But, all is well. I did the bottom job, repairing the only 6 blisters on her basically clean bottom before putting on 3+ coats of high quality bottom paint (actually ended up being 5 coats on all leading edges). The few times I've sailed Trilogy have been wonderful, esp a terrific sail with friends during SF Fleet week '06 which included an anchor out night during which I actually got a couple hours of sleep, as well as the most hectic day of sailing I've ever personally experienced amidst what seemed like 1000's of boats jockeying for position to watch the Blue Angels perform rather than watching the position of all the other boats on collision courses...fun times.

I live with my 2 cats in a lovely marina on the Carquinez Straights, and I'm working towards paying off my loans and then outfitting Trilogy with cruising gear with a goal of heading for first Baja, Mexico and then possibly points beyond.

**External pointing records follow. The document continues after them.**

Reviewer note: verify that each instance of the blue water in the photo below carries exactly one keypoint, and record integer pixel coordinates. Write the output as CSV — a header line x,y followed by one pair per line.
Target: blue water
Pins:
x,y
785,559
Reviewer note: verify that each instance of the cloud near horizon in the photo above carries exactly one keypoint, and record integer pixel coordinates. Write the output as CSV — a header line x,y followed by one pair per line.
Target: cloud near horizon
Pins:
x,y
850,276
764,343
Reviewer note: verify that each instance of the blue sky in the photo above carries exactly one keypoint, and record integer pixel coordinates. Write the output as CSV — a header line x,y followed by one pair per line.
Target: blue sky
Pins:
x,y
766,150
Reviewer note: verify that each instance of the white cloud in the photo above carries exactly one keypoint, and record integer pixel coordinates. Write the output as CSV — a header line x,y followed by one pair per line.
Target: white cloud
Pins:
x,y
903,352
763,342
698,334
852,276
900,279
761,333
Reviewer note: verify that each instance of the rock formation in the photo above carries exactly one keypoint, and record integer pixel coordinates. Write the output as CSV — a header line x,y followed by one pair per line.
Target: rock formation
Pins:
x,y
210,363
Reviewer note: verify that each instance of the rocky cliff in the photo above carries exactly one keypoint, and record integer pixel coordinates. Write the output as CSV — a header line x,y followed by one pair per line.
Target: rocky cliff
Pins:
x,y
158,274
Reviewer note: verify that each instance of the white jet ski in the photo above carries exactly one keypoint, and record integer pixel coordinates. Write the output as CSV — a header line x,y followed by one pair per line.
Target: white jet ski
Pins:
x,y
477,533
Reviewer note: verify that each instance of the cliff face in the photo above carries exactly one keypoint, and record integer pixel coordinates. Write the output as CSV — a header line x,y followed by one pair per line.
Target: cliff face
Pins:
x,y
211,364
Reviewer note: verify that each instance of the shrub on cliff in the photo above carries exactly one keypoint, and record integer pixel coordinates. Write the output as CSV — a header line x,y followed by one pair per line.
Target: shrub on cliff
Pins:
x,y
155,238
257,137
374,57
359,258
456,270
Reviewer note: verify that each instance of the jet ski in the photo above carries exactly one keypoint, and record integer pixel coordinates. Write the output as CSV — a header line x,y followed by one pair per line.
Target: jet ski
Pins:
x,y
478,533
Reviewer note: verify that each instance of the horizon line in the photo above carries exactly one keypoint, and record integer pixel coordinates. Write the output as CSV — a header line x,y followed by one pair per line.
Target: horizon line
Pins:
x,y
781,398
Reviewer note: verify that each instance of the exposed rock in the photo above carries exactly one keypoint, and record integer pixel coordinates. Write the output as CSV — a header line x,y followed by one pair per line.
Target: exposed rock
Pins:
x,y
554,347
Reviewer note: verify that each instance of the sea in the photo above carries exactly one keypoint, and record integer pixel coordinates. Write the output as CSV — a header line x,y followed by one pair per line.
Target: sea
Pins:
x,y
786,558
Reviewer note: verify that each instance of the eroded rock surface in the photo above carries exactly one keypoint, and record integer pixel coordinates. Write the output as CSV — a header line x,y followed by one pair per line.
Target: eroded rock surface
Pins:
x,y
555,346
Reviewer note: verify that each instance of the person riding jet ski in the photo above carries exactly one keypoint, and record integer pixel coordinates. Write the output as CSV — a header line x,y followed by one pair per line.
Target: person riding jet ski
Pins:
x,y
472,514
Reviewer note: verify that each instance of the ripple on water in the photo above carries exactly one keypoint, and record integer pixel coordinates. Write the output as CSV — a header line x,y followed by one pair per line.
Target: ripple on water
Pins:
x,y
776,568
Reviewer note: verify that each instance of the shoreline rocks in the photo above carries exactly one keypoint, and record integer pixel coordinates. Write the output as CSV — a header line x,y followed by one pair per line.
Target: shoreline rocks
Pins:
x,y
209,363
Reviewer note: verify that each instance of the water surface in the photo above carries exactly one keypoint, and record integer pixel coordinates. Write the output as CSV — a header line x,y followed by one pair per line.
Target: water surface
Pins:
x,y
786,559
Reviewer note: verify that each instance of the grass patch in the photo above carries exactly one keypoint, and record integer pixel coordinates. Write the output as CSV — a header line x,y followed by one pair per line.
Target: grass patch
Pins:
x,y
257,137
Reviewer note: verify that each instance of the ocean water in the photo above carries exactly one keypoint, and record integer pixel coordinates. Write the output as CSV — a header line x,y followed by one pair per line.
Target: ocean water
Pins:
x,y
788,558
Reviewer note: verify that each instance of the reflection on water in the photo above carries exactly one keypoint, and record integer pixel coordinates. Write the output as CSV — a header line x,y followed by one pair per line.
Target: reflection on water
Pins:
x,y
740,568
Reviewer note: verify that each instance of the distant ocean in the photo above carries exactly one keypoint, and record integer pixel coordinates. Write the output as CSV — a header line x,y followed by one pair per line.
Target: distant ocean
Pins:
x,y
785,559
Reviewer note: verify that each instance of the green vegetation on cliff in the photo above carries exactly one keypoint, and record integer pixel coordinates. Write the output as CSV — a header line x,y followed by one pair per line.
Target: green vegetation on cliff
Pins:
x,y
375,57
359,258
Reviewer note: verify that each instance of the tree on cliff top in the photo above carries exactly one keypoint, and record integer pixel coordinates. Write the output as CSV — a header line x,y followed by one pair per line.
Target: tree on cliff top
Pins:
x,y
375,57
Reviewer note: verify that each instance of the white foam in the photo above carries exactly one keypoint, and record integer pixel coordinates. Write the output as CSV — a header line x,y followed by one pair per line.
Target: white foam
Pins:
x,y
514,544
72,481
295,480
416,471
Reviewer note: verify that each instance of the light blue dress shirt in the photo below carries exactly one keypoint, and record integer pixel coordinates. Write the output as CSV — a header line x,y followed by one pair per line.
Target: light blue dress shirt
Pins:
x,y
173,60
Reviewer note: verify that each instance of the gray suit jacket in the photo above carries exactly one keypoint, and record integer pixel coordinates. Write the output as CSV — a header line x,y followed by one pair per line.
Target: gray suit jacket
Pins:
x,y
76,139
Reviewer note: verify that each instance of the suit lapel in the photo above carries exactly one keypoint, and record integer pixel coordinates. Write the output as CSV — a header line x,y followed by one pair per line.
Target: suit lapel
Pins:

I've enjoyed reading this site, and I'm learning alot thanks to many of you old and not so old salts.
Thanks esp to Giu and his "how to" videos...the Heaving To video esp....wow did that demystify that technique for me.

Cheers and fair winds.
Matt.


----------



## artbyjody (Jan 4, 2008)

Please post photo of self.. stats not necessary unless you draw more than 7 foot of draft... welcome aboard!!! Beware the Nigerians asking for photo but Portuguese - it is ok - they do great work with photo imaging!!!


----------



## TSOJOURNER (Dec 16, 1999)

Matt,
Welcome, you've found a great site with lots of good info and humor. Don't listen to Art, he used to be in the Portugese Secret Service working for some guy here who was a Portugese prince or something before they threw him out. No photos whatever you do.


----------



## camaraderie (May 22, 2002)

Good luck to ya Matt & welcome aboard!


----------



## djodenda (Mar 4, 2006)

Welcome, Matt!


----------